Ангелы террора - Шхиян Сергей. Страница 41

Глава 9

Проснулись мы незадолго до полудня и, как мне показалось, так и не успев выспаться. Татьяна Кирилловна томно щурила припухшие веки и светилась изнутри. Она неспешно одевалась, словно давая мне возможность еще раз полюбоваться собой, В ней что-то поменялось, как будто за одну ночь прибавилось женственности. Прожив тридцать лет, даже для себя я так и не смог понять, что такое любовь. Совершенно непонятно, почему вдруг совершенно посторонний человек, не всегда, кстати, вначале нравящийся, делается самым близким, родным и необходимым. Откуда берется страсть к обладанию именно этим существом, внезапная ревность ко всем, что его окружает.

Одеваясь, совершая гигиенические процедуры, слоняясь по нашей антресоли, мы старались невзначай касаться друг друга, без повода улыбались и вели себя, как дети. Даже говоря о самых незначительных, бытовых вещах, мы умудрялись вкладывать в свои слова какой-то иной смысл, что-то личное и откроенное.

— Пора завтракать, — сказала Таня, когда я вдруг начал с нее снимать только что надетую блузку, но не пошевелилась, чтобы помешать мне. — Давай будем благоразумными, неудобно…
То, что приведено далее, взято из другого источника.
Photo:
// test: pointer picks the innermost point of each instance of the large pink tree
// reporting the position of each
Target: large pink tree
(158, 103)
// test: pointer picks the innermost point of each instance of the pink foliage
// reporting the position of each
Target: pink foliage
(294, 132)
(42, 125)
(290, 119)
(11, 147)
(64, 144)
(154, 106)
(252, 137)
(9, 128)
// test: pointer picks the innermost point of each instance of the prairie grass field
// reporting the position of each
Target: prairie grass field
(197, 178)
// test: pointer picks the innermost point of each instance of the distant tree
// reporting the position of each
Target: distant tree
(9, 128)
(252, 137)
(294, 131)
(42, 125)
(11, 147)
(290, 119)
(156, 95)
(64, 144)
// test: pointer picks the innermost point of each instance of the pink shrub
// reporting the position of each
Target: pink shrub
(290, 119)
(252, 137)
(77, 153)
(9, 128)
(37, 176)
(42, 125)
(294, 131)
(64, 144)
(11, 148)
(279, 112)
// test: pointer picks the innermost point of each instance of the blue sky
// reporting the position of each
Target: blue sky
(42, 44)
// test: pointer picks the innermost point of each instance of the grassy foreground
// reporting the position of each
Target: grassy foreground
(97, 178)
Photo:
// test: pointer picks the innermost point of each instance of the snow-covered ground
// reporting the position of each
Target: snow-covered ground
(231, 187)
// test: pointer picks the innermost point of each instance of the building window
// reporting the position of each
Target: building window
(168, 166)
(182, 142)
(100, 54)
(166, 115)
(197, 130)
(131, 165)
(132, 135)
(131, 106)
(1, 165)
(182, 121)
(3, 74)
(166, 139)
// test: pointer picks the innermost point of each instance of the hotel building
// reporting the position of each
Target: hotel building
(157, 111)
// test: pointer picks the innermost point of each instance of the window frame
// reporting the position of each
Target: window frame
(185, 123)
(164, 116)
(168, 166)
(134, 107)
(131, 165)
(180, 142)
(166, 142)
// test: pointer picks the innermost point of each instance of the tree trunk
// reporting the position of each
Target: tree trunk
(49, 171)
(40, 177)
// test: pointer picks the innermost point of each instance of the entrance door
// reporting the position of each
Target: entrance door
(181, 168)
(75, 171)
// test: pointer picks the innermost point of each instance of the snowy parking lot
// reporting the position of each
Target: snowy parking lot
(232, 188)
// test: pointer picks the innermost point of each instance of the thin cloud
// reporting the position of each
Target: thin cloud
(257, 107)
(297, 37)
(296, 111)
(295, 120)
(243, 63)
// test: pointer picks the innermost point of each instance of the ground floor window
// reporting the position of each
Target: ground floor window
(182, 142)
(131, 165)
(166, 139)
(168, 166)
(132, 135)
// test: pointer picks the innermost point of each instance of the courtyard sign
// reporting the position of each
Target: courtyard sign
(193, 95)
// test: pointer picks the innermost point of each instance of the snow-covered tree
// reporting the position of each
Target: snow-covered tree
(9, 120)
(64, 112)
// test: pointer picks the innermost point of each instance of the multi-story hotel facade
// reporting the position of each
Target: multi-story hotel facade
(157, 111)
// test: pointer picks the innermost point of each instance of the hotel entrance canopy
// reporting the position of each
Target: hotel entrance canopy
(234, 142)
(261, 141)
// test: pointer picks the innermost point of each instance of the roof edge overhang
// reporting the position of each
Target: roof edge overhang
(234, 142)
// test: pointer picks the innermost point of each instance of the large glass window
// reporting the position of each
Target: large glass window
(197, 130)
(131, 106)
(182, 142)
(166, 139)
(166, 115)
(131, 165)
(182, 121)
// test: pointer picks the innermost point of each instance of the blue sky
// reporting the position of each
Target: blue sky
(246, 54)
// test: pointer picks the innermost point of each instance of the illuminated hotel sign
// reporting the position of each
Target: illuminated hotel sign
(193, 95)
— Ты права, — согласился я, отрывая губы от ее теплой груди. — Нужно быть благоразумными. Что подумают хозяева…

— Еще немножко, и пойдем…

— Я не могу от тебя оторваться…

— И здесь поцелуй, я хочу здесь… Тебе они нравятся?

— Очень…

— А какая больше?

— Левая, под ней сердце…

Неизвестно как долго бы затянулось бы наше одевание, если бы в дверь тихо не постучали. Таня мигом упорхнула в ванную комнату приводить себя в порядок, а я, застегнув и одернув форменную студенческую тужурку, открыл дверь.

— Доброе утро, — с заговорщицкой улыбкой сказала стоящая за ней Анна Ивановна. — Приходите в столовую, через двадцать минут будет завтрак.
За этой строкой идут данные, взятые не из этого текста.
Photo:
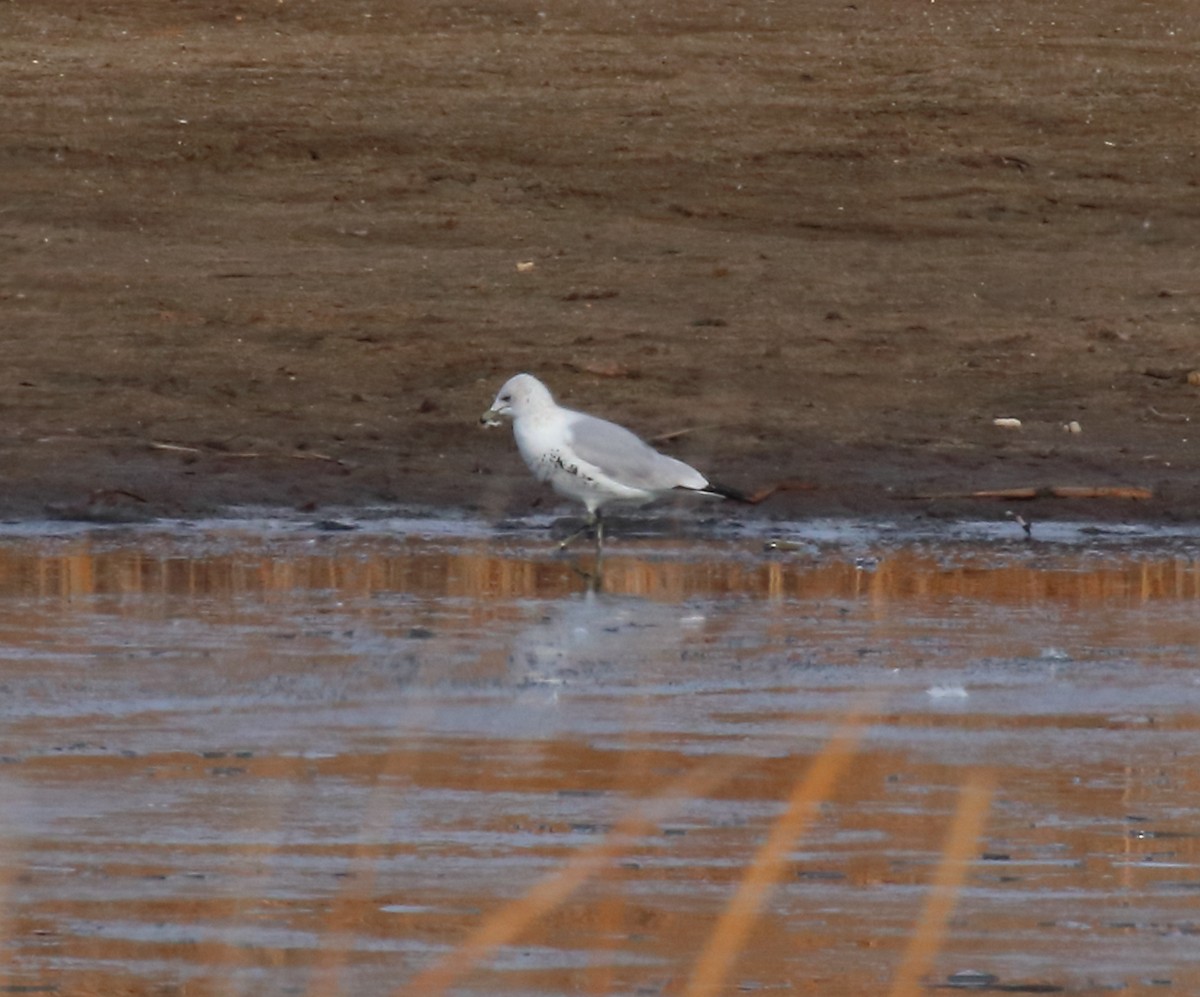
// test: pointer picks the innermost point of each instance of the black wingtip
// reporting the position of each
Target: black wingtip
(725, 491)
— Спасибо, — ответил я, мы уже почти готовы.

Анна Ивановна опять понимающе улыбнулась и попросила:

— Только не очень задерживайтесь…

— Постараемся, — пообещал я.

Был ровно полдень, когда мы спустились в столовую. Следом за нами в комнату вошел Илья Ильич. Одет он был по-домашнему в пижонскую бархатную куртку, отделанную шелковым шитьем, роскошная седеющая шевелюра уложена волосок к волоску. Мужик явно умел красиво жить.

— Извините, что мы так поздно завтракаем, — произнес Поспелов, немного грассируя. — Я долго работаю по ночам. Если вам удобно вставать и завтракать раньше, условьтесь, пожалуйста, с Аннушкой.

— Мы тоже поздно встали, — ответил я. — Последнее время как-то не удавалось выспаться.

Завтрак был, не в пример вчерашнему, по-английски скромен. Никаких русских разносолов и излишеств: гренки, жареные ломтики бекона, омлет, вареная севрюга под лимонным соусом, мягчайший ситный, вологодское масло, паюсная икра и кофе со сливками.

Анна Ивановна с нами не ела, хотя и сидела за столом. Объяснила, что она «ранняя пташка», и ей скоро время обедать. Илья Ильич ел неспешно и красиво, все время похваливая домоправительницу. Разговор велся легкий, светский. Ни о чем конкретном мы не говорили. Когда речь зашла о городских новостях, Анна Ивановна пересказала слухи, бродящие по городу, о позавчерашнем кровавом преступлении. Утром в мясной лавке ей рассказали, что убитые в Подольском уезде были членами тайной религиозной секты, не признающей православную церковь, и убили их не разбойники, а воинствующие монахи. Что это за монахи, в мясной лавке не знали.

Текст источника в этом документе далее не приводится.